Thursday, November 2, 2017

I Love My Phone, I Hate the Phone Industry

In college I built my own computer. It was a great experience, and I still use that computer 7 years later when writing this. Saying you built your own computer tends to earn a lot of tech savvy points with the average person, but it's really not that hard. A lot's changed since the days of Wozniak's home brew club & the Altair, and these days you can by the parts and put them together without much more difficulty than assembling a piece of Ikea furniture. If you need an upgrade later, you can open your case up & snap a piece in.

This ease is based in no small part on the standardization of the ATX & PCI standards, a set of guidelines for how hardware should be made in such a way as to be compatible with other devices. One thing that's impressed and worried me lately is the dearth of such a standard for cell phones, and the perhaps anemic attempts to create one. It's an unfortunate marker of the way technology has gone from a scientific industry with the goal of empowering individuals and humankind to a consumer industry chasing fashion and trendiness, but I'm getting ahead of myself.

People are talking a lot these days about a little thing a little, 3.5 millimeter thing. Apple decided not to include a headphone jack on their phones, Google is following suit with their latest Pixel, and the creator of the android OS also axed the jack with the Essential Phone. The last one really bugs me, because empowering the tech consumer with more choices is one of the reasons why essential was founded, and yet the most ubiquitous, easy to use, and powerful interface options was deemed unnecessary.

OK, when I started this blog I wanted to stick to bigger issues, things that effect society or even humanity. Why am I letting myself get distracted by the minutia of what's popular in cell phones these days? Well, it's because this is a symptom of a larger, much more insidious cultural disease. Wow, OK that could be overselling it, but as I've mentioned before the choice to go with something stylish or convenient instead of something which creates an empowering infrastructure is perilous.

The Essential phone has some special connectors for accessories. Motorola is making phones with attachable accessories as well, but they go the extra mile of providing a developer kit for independent companies that want to produce these. The highest level of this was the now tragically defunct Project Ara which planned to produce an entirely modular smartphone. It also had the distinction of being the only project I know of that would have released a standard that could be used by any company to produce appropriate components. If the essential accessories or moto mods take off, any other manufacturer that wants to let customers use these will have to license the specifications from essential or Motorola, and that means they probably won't proliferate anytime soon.

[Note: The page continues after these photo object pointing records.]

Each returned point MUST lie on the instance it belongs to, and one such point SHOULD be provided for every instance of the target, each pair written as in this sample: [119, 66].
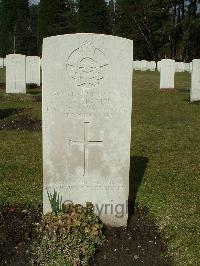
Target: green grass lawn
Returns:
[165, 135]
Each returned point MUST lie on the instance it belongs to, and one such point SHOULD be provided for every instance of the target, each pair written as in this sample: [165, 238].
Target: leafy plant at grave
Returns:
[69, 238]
[55, 202]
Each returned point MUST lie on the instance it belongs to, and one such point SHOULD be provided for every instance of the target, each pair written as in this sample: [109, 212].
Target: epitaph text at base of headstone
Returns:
[87, 101]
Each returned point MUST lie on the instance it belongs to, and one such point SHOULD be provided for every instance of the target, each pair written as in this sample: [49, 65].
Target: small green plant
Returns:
[55, 202]
[69, 238]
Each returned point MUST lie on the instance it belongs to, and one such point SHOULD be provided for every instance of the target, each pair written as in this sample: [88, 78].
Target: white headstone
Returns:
[137, 65]
[180, 66]
[87, 101]
[187, 67]
[191, 67]
[158, 65]
[33, 70]
[152, 66]
[15, 73]
[167, 74]
[144, 65]
[1, 63]
[195, 85]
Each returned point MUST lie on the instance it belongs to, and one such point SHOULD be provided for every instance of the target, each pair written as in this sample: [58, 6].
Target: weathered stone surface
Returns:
[144, 65]
[33, 70]
[195, 86]
[1, 62]
[158, 65]
[137, 65]
[167, 74]
[87, 101]
[152, 66]
[15, 73]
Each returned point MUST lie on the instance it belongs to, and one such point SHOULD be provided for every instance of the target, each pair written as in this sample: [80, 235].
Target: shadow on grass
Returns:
[8, 112]
[138, 166]
[35, 92]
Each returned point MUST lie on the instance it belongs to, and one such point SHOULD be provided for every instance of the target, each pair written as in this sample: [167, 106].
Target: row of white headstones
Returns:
[21, 70]
[86, 118]
[168, 68]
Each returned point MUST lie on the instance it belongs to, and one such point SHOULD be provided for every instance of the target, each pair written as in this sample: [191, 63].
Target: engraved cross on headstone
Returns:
[86, 143]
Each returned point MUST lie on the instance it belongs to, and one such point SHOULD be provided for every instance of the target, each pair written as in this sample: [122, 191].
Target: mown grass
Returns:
[165, 133]
[166, 130]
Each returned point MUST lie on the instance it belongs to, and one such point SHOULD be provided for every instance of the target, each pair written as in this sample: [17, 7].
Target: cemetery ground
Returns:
[164, 177]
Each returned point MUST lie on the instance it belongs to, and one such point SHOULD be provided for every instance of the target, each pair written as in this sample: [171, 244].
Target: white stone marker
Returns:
[87, 102]
[167, 74]
[16, 73]
[191, 67]
[195, 84]
[152, 66]
[137, 65]
[33, 70]
[187, 67]
[1, 63]
[158, 65]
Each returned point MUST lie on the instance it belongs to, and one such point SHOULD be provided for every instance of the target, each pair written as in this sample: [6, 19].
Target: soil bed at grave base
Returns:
[139, 244]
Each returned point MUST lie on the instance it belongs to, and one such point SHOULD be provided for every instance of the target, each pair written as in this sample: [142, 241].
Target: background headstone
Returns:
[33, 70]
[144, 65]
[87, 101]
[158, 65]
[195, 81]
[137, 65]
[15, 73]
[1, 63]
[152, 66]
[167, 74]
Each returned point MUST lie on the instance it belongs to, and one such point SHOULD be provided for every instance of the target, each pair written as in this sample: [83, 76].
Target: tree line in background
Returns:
[159, 28]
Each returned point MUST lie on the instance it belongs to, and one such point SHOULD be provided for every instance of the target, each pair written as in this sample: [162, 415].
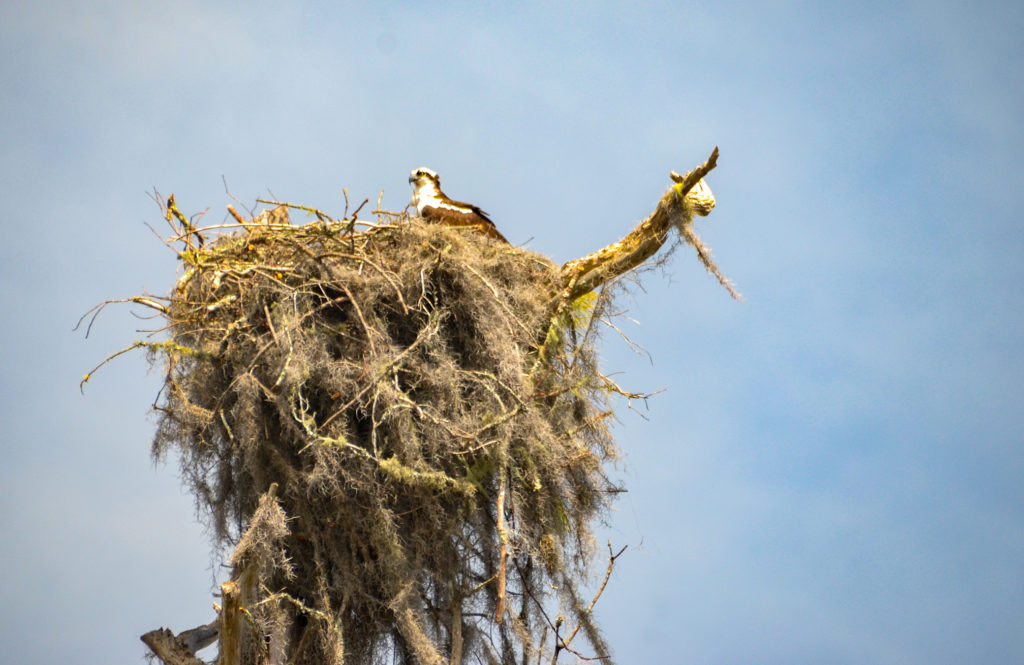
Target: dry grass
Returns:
[391, 383]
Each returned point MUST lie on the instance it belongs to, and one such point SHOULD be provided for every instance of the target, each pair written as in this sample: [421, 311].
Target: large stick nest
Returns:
[393, 382]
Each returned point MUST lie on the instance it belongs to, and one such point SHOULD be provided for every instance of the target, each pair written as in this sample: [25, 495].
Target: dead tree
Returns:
[399, 429]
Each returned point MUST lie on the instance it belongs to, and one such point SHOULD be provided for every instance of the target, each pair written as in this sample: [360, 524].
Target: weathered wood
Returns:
[584, 275]
[230, 625]
[171, 650]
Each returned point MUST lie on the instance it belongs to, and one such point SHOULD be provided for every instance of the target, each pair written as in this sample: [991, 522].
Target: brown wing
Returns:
[472, 217]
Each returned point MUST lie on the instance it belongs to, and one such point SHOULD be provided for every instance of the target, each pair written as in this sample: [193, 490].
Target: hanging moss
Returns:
[391, 383]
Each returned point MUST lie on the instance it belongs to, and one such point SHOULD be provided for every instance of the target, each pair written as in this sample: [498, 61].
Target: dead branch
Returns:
[675, 209]
[173, 650]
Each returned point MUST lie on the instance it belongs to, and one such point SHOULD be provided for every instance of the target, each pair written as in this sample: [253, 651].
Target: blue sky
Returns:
[833, 473]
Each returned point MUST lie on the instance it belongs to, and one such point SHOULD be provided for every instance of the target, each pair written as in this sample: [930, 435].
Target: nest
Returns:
[402, 446]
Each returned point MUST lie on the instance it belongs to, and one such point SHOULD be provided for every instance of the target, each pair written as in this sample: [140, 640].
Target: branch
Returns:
[180, 650]
[688, 196]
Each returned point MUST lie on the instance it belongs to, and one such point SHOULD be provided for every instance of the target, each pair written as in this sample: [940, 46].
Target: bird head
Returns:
[423, 175]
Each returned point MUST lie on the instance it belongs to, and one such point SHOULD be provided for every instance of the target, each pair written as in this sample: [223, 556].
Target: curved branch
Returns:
[675, 209]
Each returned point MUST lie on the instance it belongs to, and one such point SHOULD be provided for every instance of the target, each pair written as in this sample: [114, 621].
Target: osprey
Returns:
[433, 205]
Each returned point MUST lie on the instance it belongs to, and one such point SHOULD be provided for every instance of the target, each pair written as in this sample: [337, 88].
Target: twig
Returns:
[503, 550]
[607, 576]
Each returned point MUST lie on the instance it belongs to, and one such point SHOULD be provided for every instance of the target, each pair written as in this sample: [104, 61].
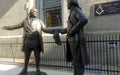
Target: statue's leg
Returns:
[26, 61]
[37, 59]
[79, 70]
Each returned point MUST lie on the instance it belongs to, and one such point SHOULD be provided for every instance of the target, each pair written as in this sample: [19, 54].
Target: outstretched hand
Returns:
[4, 28]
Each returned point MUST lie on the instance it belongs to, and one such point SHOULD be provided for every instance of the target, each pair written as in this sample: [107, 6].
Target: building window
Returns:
[53, 18]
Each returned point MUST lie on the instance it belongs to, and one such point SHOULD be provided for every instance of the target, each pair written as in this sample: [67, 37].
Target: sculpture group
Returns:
[75, 43]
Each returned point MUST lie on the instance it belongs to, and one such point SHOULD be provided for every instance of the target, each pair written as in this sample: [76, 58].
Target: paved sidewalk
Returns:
[6, 69]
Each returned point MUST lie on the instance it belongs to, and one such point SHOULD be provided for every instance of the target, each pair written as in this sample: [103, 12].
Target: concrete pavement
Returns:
[13, 69]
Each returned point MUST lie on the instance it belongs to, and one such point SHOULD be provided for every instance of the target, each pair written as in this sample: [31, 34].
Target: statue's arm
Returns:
[82, 21]
[13, 27]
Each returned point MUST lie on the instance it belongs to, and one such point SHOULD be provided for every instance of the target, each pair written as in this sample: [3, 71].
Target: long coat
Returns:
[27, 29]
[76, 46]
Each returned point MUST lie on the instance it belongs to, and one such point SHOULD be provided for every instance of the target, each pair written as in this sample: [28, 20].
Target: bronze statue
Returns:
[32, 38]
[76, 46]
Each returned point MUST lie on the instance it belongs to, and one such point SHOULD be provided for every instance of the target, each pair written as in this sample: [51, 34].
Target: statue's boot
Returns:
[38, 72]
[24, 71]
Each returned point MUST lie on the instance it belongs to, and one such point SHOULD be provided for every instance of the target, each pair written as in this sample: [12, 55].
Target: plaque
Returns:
[107, 8]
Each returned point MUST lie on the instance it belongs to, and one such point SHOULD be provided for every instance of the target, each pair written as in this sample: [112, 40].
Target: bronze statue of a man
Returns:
[32, 38]
[76, 46]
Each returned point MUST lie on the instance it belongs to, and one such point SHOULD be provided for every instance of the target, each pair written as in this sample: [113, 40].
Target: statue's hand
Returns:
[5, 28]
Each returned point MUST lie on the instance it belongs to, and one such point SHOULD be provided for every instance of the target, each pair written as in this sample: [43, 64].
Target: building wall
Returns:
[99, 24]
[12, 12]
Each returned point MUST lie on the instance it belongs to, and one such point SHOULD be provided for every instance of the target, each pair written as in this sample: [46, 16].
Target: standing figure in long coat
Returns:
[76, 46]
[32, 38]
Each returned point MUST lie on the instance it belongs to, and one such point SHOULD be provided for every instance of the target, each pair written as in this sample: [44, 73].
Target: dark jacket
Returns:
[27, 29]
[76, 46]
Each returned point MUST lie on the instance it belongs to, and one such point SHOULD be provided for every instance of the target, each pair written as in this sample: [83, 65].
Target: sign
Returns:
[107, 8]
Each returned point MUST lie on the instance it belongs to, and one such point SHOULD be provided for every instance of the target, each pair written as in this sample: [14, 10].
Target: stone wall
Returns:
[99, 24]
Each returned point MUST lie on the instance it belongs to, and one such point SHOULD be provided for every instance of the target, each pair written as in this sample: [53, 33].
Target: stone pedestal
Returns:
[34, 73]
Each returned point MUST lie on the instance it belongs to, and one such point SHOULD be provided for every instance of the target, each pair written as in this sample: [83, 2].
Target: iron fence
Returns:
[103, 49]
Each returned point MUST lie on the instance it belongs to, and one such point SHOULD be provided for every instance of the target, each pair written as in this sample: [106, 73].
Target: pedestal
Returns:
[33, 73]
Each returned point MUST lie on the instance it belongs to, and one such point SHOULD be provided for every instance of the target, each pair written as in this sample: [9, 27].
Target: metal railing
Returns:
[103, 49]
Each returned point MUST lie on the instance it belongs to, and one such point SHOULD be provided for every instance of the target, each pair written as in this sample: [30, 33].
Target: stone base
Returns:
[33, 73]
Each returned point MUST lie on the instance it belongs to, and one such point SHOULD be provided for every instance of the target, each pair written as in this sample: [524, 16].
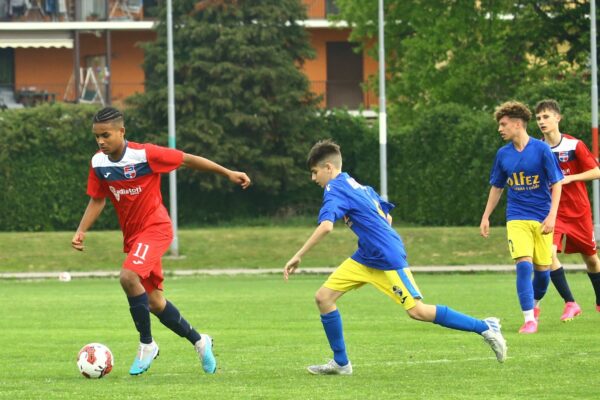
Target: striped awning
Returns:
[43, 39]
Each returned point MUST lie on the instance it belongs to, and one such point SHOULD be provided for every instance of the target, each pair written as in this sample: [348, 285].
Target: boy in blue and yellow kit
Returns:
[529, 170]
[380, 260]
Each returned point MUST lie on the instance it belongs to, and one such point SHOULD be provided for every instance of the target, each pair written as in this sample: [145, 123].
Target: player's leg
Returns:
[349, 275]
[401, 287]
[521, 246]
[139, 309]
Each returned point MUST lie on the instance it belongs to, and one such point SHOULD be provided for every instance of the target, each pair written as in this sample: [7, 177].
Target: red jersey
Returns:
[574, 158]
[133, 185]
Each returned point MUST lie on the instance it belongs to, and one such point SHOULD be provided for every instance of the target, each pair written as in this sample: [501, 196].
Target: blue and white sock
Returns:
[541, 280]
[524, 285]
[332, 323]
[449, 318]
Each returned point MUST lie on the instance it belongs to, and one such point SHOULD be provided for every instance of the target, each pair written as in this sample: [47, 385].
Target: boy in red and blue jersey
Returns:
[574, 219]
[379, 260]
[530, 171]
[128, 174]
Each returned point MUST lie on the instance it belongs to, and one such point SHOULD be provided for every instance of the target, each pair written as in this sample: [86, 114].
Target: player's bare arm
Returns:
[550, 221]
[493, 199]
[204, 164]
[588, 175]
[91, 214]
[320, 232]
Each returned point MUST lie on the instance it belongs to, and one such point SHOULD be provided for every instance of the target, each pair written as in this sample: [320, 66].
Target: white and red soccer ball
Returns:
[94, 360]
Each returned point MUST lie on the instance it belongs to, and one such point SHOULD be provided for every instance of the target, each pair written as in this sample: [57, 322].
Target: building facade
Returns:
[44, 42]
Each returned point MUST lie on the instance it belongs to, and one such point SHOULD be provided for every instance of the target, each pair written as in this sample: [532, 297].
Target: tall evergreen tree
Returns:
[241, 98]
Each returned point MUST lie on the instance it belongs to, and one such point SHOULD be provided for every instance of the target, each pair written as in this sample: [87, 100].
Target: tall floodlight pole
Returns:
[594, 62]
[382, 113]
[171, 117]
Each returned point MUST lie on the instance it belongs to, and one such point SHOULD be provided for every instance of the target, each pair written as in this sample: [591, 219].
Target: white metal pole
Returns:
[594, 62]
[171, 118]
[382, 112]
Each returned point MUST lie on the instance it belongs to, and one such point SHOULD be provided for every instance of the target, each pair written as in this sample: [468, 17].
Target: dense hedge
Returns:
[438, 167]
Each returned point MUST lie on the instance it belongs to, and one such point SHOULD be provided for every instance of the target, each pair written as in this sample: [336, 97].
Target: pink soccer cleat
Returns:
[529, 327]
[571, 310]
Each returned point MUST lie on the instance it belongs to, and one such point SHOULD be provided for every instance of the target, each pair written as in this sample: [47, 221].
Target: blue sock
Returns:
[172, 319]
[140, 312]
[560, 283]
[541, 280]
[524, 285]
[332, 323]
[449, 318]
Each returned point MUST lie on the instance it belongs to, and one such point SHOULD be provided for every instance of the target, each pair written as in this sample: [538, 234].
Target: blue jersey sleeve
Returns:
[385, 205]
[335, 204]
[498, 176]
[552, 167]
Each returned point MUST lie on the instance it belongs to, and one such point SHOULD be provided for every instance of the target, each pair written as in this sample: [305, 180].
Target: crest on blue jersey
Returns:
[563, 156]
[129, 171]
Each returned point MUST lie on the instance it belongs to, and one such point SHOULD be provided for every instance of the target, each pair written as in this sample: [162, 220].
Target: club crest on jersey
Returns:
[563, 156]
[129, 171]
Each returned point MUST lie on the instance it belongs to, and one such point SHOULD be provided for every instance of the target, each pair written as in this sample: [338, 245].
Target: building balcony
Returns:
[76, 10]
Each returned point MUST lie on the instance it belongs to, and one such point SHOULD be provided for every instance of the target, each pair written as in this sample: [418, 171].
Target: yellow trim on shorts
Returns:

And thus we, the consumer, have to be content taking whatever the phone companies decide to give us. Oh, we can shop around a little for more memory here or a better camera there, but the reality is we can't really choose what we want in our phones, or how they work. A handful of tech giants makes those decisions for us. And that's not only true for phones. that's true for social networks, gaming platforms, and more. What's the more? Well, perhaps news organizations, political parties, and advertisements. This is where the insidious cultural disease part comes up. Most people have their phone on them for most of the day in 2017. We can't act like decisions about how that works being made by some team of marketers and engineers rather than individuals is OK and won't siphon away independence and freedom from the individual.